Il ne s’agit plus simplement de remplir le signe d’un second sens, comme nous l’aurions perçu dans un régime de signification traditionnel, mais de saturer le signe de sa propre répétition, au point qu’il n’évoque plus qu’un seul et unique message "plat". C'est le principe de l'autoréférentialité. Un discours qui tourne en boucle. Tout écart pour toucher le sens est quasi devenu impossible. Cela me rappelle le mythe de Tantale. Tantale, puni par les dieux, est condamné à une éternité de frustration : plongé jusqu’au cou dans l’eau et entouré de fruits appétissants, il ne peut ni boire ni manger, car chaque fois qu’il tente d’atteindre l’eau ou les fruits, ils s’éloignent hors de sa portée. Ce supplice de Tantale me semble expliciter notre rapport aux images.

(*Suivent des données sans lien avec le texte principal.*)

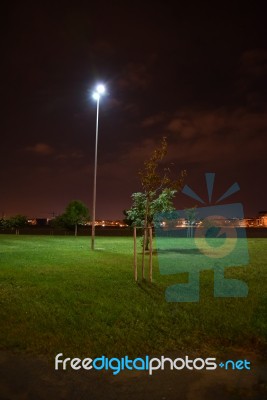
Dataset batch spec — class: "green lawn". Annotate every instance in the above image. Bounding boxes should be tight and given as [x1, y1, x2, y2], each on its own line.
[0, 235, 266, 358]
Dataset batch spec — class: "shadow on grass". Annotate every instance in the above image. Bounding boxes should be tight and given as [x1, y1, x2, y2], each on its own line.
[138, 248, 201, 255]
[155, 248, 201, 255]
[136, 280, 163, 298]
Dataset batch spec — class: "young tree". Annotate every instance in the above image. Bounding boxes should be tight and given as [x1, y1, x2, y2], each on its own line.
[127, 189, 178, 243]
[0, 218, 8, 230]
[126, 136, 186, 281]
[53, 201, 89, 236]
[185, 207, 197, 238]
[65, 200, 89, 236]
[8, 215, 28, 235]
[50, 214, 67, 230]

Semiocapitalisme et trauma
Nous sommes en plein « sémiocapitalisme », notion que l’on doit au chercheur Franco Berardi. Le terme décrit le rôle indispensable des signes et de la circulation des images dans l’économie actuelle, un capitalisme autant financier que cognitif (économie de l’attention) où les idées, et (surtout) les émotions, les affects et comportements sont devenus des produits. Le sens est déterminé par sa duplicabilité (ou sérialité). Extrait de Anti Bullshit, page 106.

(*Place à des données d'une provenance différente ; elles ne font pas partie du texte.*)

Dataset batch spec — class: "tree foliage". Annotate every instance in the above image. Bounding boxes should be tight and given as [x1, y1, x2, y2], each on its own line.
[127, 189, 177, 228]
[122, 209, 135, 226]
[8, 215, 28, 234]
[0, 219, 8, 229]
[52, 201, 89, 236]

Enfin, je ne peux m'empêcher de voir dans cette sérialité des images l'expression marchande de notre rapport au monde où tout se monétise désormais. Je boucle ainsi avec les propos d'Annie Le Brun : nos paysages mêmes intérieurs sont calibrés par ce que nous achetons et consommons (Netflix aujourd'hui, Metavers demain). Cela rappelant bien sûr à un degré moindre la citation de Patrick Le Lay, ancien dirigeant de TF1 sur son business model et "le temps de cerveau disponible" mis à disposition pour Coca.
Il me semble que cette répétition infinie des images et de leurs histoires n'est pas sans lien avec la notion de trauma. Pour la faire courte, les victimes de trauma ont tendance à répéter inconsciemment les expériences traumatiques. Cette répétition peut être une tentative de donner du sens aux événements passés, de reprendre le contrôle ou de triompher des expériences aversives subies. Mais la répétition témoigne aussi, et surtout, d'un échec à symboliser et intégrer l'expérience traumatique. Dit autrement, elle représente une tentative de symbolisation qui n'aboutit pas. Est-ce que ces images construites, imposées, de synthèse, artificielles, humaines, ne sont pas l'indice de la perte des paysages naturels et des écosystèmes non humains et non construits ? C'est une question qui mérite vraiement d'être posée. Finalement, l'aridité des paysages naturels devenus artificiels (coupés, tailladés, creusés, exploités) seraient proportionnels à nos imaginaires appauvris. Un trauma qui s'exprime jusque dans nos imaginaires.